Bristol Township police responded to 17 medical dispatch calls for overdoses at recovery houses last year, including two deaths, according to Lt. Ralph Johnson. Last month, Bucks County detectives charged a 25-year-old man with selling drugs in the Middletown recovery house where he lived. The charges came after two house residents survived overdoses of heroin mixed with fentanyl and other residents claimed they bought drugs from the man.
On Wednesday, Rep. Frank Farry, R-142, of Langhorne, who has advocated for recovery house regulation since 2013, called the House bill a good first step, but said that both it and a companion Senate bill need work. He wants to see stronger language in the bill, including a provision that county probation and parole offices could place offenders under its supervision only in a state certified recovery house.
“It’s absolutely a step in the right direction,” Farry added. “There is good stuff in (the bill) but it doesn’t get fully to where I think it needs to be. It needs to be tightened up.”
Rep. Tina Davis, D-141, of Bristol Township, said that she worked with Kaufer on his bill and that some of its amendments came out of recovery house bills that she had also introduced.
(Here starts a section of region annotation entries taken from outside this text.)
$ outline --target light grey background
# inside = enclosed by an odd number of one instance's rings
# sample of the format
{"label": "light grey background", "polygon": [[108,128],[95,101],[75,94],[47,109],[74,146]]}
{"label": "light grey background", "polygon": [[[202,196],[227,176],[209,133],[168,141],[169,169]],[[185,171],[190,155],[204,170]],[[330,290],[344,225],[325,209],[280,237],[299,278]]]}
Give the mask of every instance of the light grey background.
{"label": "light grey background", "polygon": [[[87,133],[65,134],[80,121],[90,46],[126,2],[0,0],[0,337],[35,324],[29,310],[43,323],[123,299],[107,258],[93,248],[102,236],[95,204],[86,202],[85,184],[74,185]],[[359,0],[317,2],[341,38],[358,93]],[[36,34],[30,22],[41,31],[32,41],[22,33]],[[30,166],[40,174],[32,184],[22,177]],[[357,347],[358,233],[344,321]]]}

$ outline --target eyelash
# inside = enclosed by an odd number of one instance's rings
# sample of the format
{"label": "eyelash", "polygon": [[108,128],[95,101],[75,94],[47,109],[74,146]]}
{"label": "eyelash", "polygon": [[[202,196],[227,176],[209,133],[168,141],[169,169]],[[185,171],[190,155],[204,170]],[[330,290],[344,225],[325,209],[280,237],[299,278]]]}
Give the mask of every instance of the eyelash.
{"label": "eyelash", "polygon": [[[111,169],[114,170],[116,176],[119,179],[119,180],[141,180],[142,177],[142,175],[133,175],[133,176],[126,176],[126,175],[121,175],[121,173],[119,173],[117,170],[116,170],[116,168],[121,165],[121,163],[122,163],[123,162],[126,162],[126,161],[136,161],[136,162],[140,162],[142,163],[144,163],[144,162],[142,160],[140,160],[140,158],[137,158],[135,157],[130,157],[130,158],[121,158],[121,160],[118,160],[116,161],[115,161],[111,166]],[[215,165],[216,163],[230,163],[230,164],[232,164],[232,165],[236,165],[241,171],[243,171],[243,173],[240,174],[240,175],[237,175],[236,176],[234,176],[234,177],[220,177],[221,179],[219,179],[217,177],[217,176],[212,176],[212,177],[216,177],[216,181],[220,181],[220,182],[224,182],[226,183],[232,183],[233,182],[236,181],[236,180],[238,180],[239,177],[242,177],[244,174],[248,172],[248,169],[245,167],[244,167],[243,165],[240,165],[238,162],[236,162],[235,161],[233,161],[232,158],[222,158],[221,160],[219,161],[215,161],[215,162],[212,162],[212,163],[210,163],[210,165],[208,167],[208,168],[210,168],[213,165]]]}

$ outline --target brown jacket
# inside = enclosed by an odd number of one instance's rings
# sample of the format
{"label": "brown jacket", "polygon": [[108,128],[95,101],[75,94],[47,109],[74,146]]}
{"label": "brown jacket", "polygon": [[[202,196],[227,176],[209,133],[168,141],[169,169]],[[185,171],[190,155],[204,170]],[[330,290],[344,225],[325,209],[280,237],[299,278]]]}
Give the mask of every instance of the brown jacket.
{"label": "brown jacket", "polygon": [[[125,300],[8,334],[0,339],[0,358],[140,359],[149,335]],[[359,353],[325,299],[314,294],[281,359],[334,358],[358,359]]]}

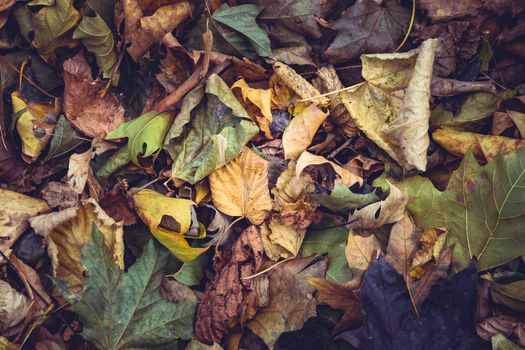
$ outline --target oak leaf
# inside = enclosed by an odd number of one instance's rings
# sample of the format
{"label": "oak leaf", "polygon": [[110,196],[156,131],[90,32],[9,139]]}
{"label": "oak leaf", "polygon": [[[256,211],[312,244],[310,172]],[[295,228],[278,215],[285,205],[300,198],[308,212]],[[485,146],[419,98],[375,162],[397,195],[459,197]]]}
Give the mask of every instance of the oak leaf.
{"label": "oak leaf", "polygon": [[272,209],[268,162],[245,147],[234,160],[209,176],[213,203],[231,216],[261,224]]}

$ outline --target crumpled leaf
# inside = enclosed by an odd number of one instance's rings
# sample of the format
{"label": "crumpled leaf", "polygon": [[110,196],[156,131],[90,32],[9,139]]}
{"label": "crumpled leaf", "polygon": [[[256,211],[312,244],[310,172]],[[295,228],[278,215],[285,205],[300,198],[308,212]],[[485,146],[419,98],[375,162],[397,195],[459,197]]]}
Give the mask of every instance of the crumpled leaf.
{"label": "crumpled leaf", "polygon": [[127,48],[133,60],[138,61],[149,48],[160,43],[164,35],[189,19],[193,3],[187,0],[167,2],[123,2],[124,39],[131,43]]}
{"label": "crumpled leaf", "polygon": [[525,140],[447,129],[438,129],[434,131],[432,133],[432,138],[441,147],[452,154],[463,157],[469,150],[471,150],[476,159],[481,161],[493,160],[498,154],[509,154],[516,148],[525,145]]}
{"label": "crumpled leaf", "polygon": [[35,232],[45,237],[53,277],[65,281],[71,292],[84,286],[81,249],[91,239],[93,226],[102,232],[115,264],[124,268],[124,231],[93,199],[76,207],[30,219]]}
{"label": "crumpled leaf", "polygon": [[171,119],[170,111],[151,111],[120,124],[106,136],[106,140],[128,138],[127,147],[131,160],[140,166],[139,157],[154,156],[160,151]]}
{"label": "crumpled leaf", "polygon": [[68,31],[80,19],[80,13],[70,0],[33,0],[28,6],[43,6],[33,14],[35,38],[33,46],[44,60],[55,55],[55,49],[75,42]]}
{"label": "crumpled leaf", "polygon": [[[112,24],[112,23],[110,23]],[[111,78],[117,64],[117,48],[113,33],[108,24],[100,17],[84,16],[73,32],[73,39],[80,39],[82,44],[97,58],[97,64],[104,73],[104,78]],[[118,71],[113,82],[118,81]]]}
{"label": "crumpled leaf", "polygon": [[197,340],[220,342],[229,329],[251,319],[258,307],[265,305],[267,277],[246,279],[261,269],[264,260],[258,230],[250,226],[235,241],[226,266],[206,288],[195,322]]}
{"label": "crumpled leaf", "polygon": [[519,148],[480,166],[468,152],[445,192],[429,180],[401,183],[418,227],[448,229],[447,244],[455,243],[457,268],[466,266],[471,257],[486,270],[525,254],[525,237],[519,234],[525,205],[520,190],[525,186],[524,156],[525,148]]}
{"label": "crumpled leaf", "polygon": [[283,133],[285,159],[298,159],[312,143],[315,133],[328,113],[323,112],[314,103],[304,108],[288,124]]}
{"label": "crumpled leaf", "polygon": [[64,62],[64,113],[71,124],[90,137],[97,137],[124,122],[124,108],[106,92],[98,94],[103,82],[93,80],[82,52]]}
{"label": "crumpled leaf", "polygon": [[317,290],[320,303],[344,312],[336,323],[333,334],[361,325],[364,315],[361,312],[361,302],[354,295],[353,289],[320,278],[309,278],[308,282]]}
{"label": "crumpled leaf", "polygon": [[332,63],[349,61],[362,53],[391,52],[399,44],[410,20],[410,10],[397,0],[381,4],[362,0],[347,8],[334,23],[325,27],[337,35],[325,55]]}
{"label": "crumpled leaf", "polygon": [[[204,253],[208,248],[192,248],[184,238],[198,223],[192,221],[192,201],[166,197],[153,190],[140,190],[133,195],[135,208],[151,233],[177,259],[187,262]],[[200,230],[199,230],[200,231]],[[199,237],[201,232],[195,232]]]}
{"label": "crumpled leaf", "polygon": [[363,327],[341,337],[358,349],[479,348],[474,333],[476,277],[471,264],[434,287],[418,317],[402,276],[381,257],[366,272],[359,293],[366,314]]}
{"label": "crumpled leaf", "polygon": [[270,131],[270,123],[272,122],[272,90],[252,88],[244,79],[237,80],[231,89],[234,92],[235,89],[240,90],[242,99],[245,102],[243,106],[248,111],[250,117],[257,123],[259,129],[264,132],[267,139],[273,139]]}
{"label": "crumpled leaf", "polygon": [[[26,162],[35,161],[51,140],[57,113],[53,105],[26,102],[18,92],[11,94],[16,130],[22,140],[22,154]],[[18,117],[17,117],[18,116]]]}
{"label": "crumpled leaf", "polygon": [[67,169],[67,183],[76,193],[84,192],[88,174],[90,171],[89,162],[93,157],[93,151],[88,149],[83,153],[74,153],[69,157],[69,166]]}
{"label": "crumpled leaf", "polygon": [[[8,249],[29,227],[28,220],[50,210],[46,201],[23,194],[0,189],[0,251]],[[0,258],[0,262],[3,261]]]}
{"label": "crumpled leaf", "polygon": [[234,160],[209,176],[213,203],[230,216],[261,224],[272,209],[268,162],[245,147]]}
{"label": "crumpled leaf", "polygon": [[228,86],[215,74],[208,78],[204,97],[191,115],[180,136],[167,139],[164,145],[173,159],[172,177],[191,184],[233,160],[259,132]]}
{"label": "crumpled leaf", "polygon": [[168,262],[165,250],[150,241],[124,272],[112,261],[104,236],[96,229],[82,249],[85,288],[71,293],[57,281],[64,298],[82,321],[82,336],[99,349],[173,348],[190,339],[196,303],[163,301],[159,288]]}
{"label": "crumpled leaf", "polygon": [[366,82],[343,93],[356,126],[403,168],[425,170],[436,39],[404,53],[362,55]]}
{"label": "crumpled leaf", "polygon": [[323,278],[327,259],[296,258],[275,267],[269,276],[269,305],[259,309],[247,327],[269,347],[284,333],[298,330],[316,316],[314,288],[307,278]]}
{"label": "crumpled leaf", "polygon": [[373,229],[398,222],[403,218],[407,198],[399,188],[390,184],[390,194],[385,200],[357,209],[348,217],[349,227]]}

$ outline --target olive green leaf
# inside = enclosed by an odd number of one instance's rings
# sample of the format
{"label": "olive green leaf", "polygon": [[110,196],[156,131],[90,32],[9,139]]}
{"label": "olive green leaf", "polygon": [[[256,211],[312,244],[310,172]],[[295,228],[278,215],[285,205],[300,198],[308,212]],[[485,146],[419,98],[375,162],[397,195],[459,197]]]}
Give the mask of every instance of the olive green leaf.
{"label": "olive green leaf", "polygon": [[228,85],[212,74],[202,100],[191,111],[191,121],[183,126],[182,132],[173,132],[180,136],[164,145],[173,159],[172,177],[191,184],[202,180],[233,160],[258,132],[259,128]]}
{"label": "olive green leaf", "polygon": [[525,255],[524,157],[521,148],[480,166],[469,151],[445,192],[428,180],[400,184],[418,227],[447,227],[457,269],[472,257],[486,270]]}
{"label": "olive green leaf", "polygon": [[[73,39],[80,39],[82,44],[97,58],[97,64],[104,73],[104,78],[111,78],[117,64],[117,48],[113,33],[102,17],[84,16],[73,32]],[[118,76],[113,79],[115,82]]]}
{"label": "olive green leaf", "polygon": [[55,281],[82,321],[82,336],[99,349],[173,349],[177,338],[190,339],[196,303],[171,304],[159,293],[168,257],[149,241],[126,273],[113,263],[95,228],[82,249],[84,290],[72,294],[65,282]]}
{"label": "olive green leaf", "polygon": [[138,157],[154,155],[162,147],[164,134],[168,129],[171,112],[148,112],[138,118],[122,123],[111,131],[106,140],[115,140],[127,137],[128,152],[133,163],[140,166]]}

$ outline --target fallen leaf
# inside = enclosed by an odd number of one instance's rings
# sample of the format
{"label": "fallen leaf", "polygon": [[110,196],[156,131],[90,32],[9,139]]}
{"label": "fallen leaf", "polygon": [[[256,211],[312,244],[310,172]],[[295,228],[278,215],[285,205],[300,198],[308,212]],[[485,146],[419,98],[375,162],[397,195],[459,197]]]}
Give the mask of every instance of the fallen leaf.
{"label": "fallen leaf", "polygon": [[57,284],[82,321],[82,336],[100,349],[176,346],[177,338],[190,339],[196,303],[163,301],[159,288],[169,254],[150,241],[135,263],[124,272],[107,249],[104,235],[93,228],[82,249],[85,288],[70,292]]}
{"label": "fallen leaf", "polygon": [[33,217],[35,232],[47,243],[53,277],[68,283],[71,292],[84,287],[81,250],[92,239],[93,226],[102,232],[115,264],[124,268],[124,240],[121,223],[116,223],[93,200],[76,207]]}
{"label": "fallen leaf", "polygon": [[273,346],[281,333],[302,328],[306,320],[317,314],[314,288],[307,279],[323,278],[328,261],[316,258],[315,255],[296,258],[272,270],[268,282],[269,305],[259,309],[254,319],[246,325],[269,347]]}
{"label": "fallen leaf", "polygon": [[258,230],[250,226],[235,241],[227,265],[206,288],[195,321],[197,340],[220,342],[228,330],[255,315],[266,299],[257,287],[259,283],[267,284],[267,277],[246,277],[257,273],[263,262]]}
{"label": "fallen leaf", "polygon": [[399,188],[390,184],[390,194],[385,200],[357,209],[349,215],[349,227],[373,229],[393,224],[403,218],[407,198]]}
{"label": "fallen leaf", "polygon": [[225,214],[261,224],[272,209],[268,162],[247,147],[209,179],[213,203]]}
{"label": "fallen leaf", "polygon": [[333,23],[323,24],[337,32],[325,50],[332,63],[357,58],[360,54],[393,51],[410,20],[410,10],[396,0],[381,4],[374,0],[356,2]]}
{"label": "fallen leaf", "polygon": [[244,108],[248,111],[250,117],[257,123],[259,129],[264,132],[267,139],[273,139],[270,131],[270,123],[272,122],[272,90],[252,88],[244,79],[237,80],[231,89],[240,90],[242,99],[245,102]]}
{"label": "fallen leaf", "polygon": [[162,148],[162,141],[171,119],[172,114],[169,111],[163,113],[151,111],[120,124],[107,134],[106,140],[126,137],[131,160],[140,166],[139,157],[154,156]]}
{"label": "fallen leaf", "polygon": [[111,92],[104,97],[98,94],[103,83],[93,80],[82,52],[64,62],[64,83],[64,113],[82,133],[104,135],[124,122],[124,108],[117,98]]}
{"label": "fallen leaf", "polygon": [[361,302],[354,295],[353,289],[320,278],[309,278],[308,282],[317,290],[320,303],[344,312],[335,325],[333,334],[361,325],[364,315],[361,312]]}
{"label": "fallen leaf", "polygon": [[191,121],[180,127],[181,134],[167,137],[164,144],[173,159],[172,177],[191,184],[233,160],[259,132],[226,83],[215,74],[208,78],[203,98],[191,115]]}
{"label": "fallen leaf", "polygon": [[[140,218],[162,245],[187,262],[197,258],[208,248],[192,248],[184,237],[193,225],[191,200],[166,197],[153,190],[140,190],[133,195],[133,202]],[[198,232],[200,234],[200,232]]]}
{"label": "fallen leaf", "polygon": [[404,53],[362,55],[366,82],[343,92],[356,126],[403,168],[425,170],[436,39]]}
{"label": "fallen leaf", "polygon": [[516,148],[525,145],[524,140],[446,129],[434,131],[432,138],[450,153],[461,157],[472,150],[476,159],[481,161],[493,160],[499,154],[509,154]]}
{"label": "fallen leaf", "polygon": [[[127,48],[133,60],[138,61],[149,48],[160,43],[192,15],[190,1],[155,2],[126,0],[123,2],[125,17],[124,40],[131,45]],[[149,15],[148,15],[149,13]]]}
{"label": "fallen leaf", "polygon": [[[29,227],[28,220],[50,210],[42,199],[0,189],[0,251],[4,254]],[[3,261],[0,258],[0,261]]]}

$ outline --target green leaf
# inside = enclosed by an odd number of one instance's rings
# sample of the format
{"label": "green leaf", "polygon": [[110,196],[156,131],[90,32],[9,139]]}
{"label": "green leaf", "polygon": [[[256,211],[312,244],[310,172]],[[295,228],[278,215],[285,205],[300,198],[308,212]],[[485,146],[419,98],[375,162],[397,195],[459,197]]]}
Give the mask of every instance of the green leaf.
{"label": "green leaf", "polygon": [[430,114],[430,125],[457,131],[481,131],[498,109],[498,102],[516,95],[515,90],[503,90],[496,95],[478,92],[467,97],[456,115],[438,105]]}
{"label": "green leaf", "polygon": [[350,209],[360,209],[381,200],[375,191],[358,194],[340,183],[334,186],[330,194],[311,194],[310,196],[323,207],[339,213],[347,213]]}
{"label": "green leaf", "polygon": [[99,349],[173,349],[177,338],[190,339],[196,304],[161,299],[159,288],[169,253],[150,241],[125,273],[112,261],[96,228],[82,249],[85,288],[62,295],[83,324],[82,336]]}
{"label": "green leaf", "polygon": [[164,134],[168,129],[171,112],[148,112],[138,118],[122,123],[111,131],[106,140],[127,137],[128,152],[133,163],[140,166],[138,157],[149,157],[157,153],[162,147]]}
{"label": "green leaf", "polygon": [[[117,48],[113,33],[102,17],[84,16],[73,32],[73,39],[80,39],[82,44],[97,58],[97,64],[104,72],[104,78],[111,78],[117,64]],[[118,80],[118,72],[113,81]]]}
{"label": "green leaf", "polygon": [[84,140],[80,138],[80,134],[73,129],[64,115],[58,118],[57,126],[51,143],[46,160],[61,156],[75,147],[80,145]]}
{"label": "green leaf", "polygon": [[230,162],[259,132],[226,83],[215,74],[208,78],[205,94],[183,129],[179,137],[167,140],[164,149],[173,159],[172,176],[191,184]]}
{"label": "green leaf", "polygon": [[[328,270],[326,279],[338,284],[344,284],[352,279],[352,272],[346,261],[345,248],[348,240],[348,229],[344,226],[322,229],[334,226],[332,220],[326,220],[312,226],[306,233],[301,255],[328,253]],[[319,229],[321,228],[321,229]]]}
{"label": "green leaf", "polygon": [[35,28],[33,46],[47,60],[54,56],[57,47],[71,43],[68,31],[77,24],[80,13],[73,6],[72,0],[33,0],[27,5],[43,5],[33,14]]}
{"label": "green leaf", "polygon": [[[270,39],[255,19],[262,7],[245,4],[230,7],[223,4],[212,15],[209,29],[213,34],[212,50],[232,56],[256,59],[271,55]],[[202,34],[207,20],[203,16],[188,36],[189,49],[203,49]]]}
{"label": "green leaf", "polygon": [[480,166],[469,151],[445,192],[426,181],[402,182],[416,225],[448,228],[447,242],[454,247],[458,270],[472,257],[486,270],[525,255],[523,159],[521,148]]}

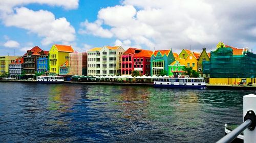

“I’m happy that it’s a start. At least we’re on the books for something,” Davis said.
But Davis is disappointed that two major provisions in her bills are not included: a mandatory annual inspection of houses to maintain certification and language that would include penalties for licensed treatment centers that refer to uncertified recovery residences. She also expressed concern that DDAP has indicated it wants to limit the number of certifications to 500 homes.
Recovery house owner Bryan Kennedy said he and other members of the Bucks County Recovery House Association provided insight and direction to lawmakers drafting the certification bill.
"We support certifications of recovery houses in hope that it shuts down some of the poorly run rogue houses in our community that give the recovery house community at large a negatively tainted reputation as a whole," said Kennedy, who chairs the recovery house association. "A recovery house should be held accountable in providing what they claim to provide."
Local parents whose adult children had fatal overdoses in places they thought were regulated recovery houses said the effort to bring standards and oversight to recovery houses and sober living homes is long overdue.
Horsham resident Leonard Spearing lost his son, also named Leonard, 33, from a drug overdose in November 2015, less than a week after he left drug rehab and entered what Spearing believed was a recovery house in Bristol Township. The home’s owner, whose application to open a recovery house was denied for zoning reasons, has denied the shared residence was a recovery house, though county 911 records as far back as 2012 listed it as one.
Spearing said he is glad the recovery house legislation is moving forward, but strongly believes it needs to include language that would require any resident receiving any public assistance, such as food stamps or Medicaid, to only live in a certified recovery or sober living home. Similarly, he believes that treatment centers should recommend only certified recovery homes and inform clients or family if a home is not state certified.
Middletown resident Angelina Lafaro Mundy was pleased to learn the House bill would bar house owners and employees from requiring residents to turn over public benefits. Her daughter Katelynne Sheaf, 27, who fatally overdosed in the same house as Spearing’s son in June 2015, used her food stamps to pay rent in recovery houses, she said. Lafaro Mundy also called criminal background checks for owners, operators and employees crucial.
She added that she cannot see why a legitimate recovery home operator would not get state certification.
“Even as a first pass, which may need tweaking, this bill is a step toward securing a safer and more regimented environment which will encourage continued growth towards recovery,” she added.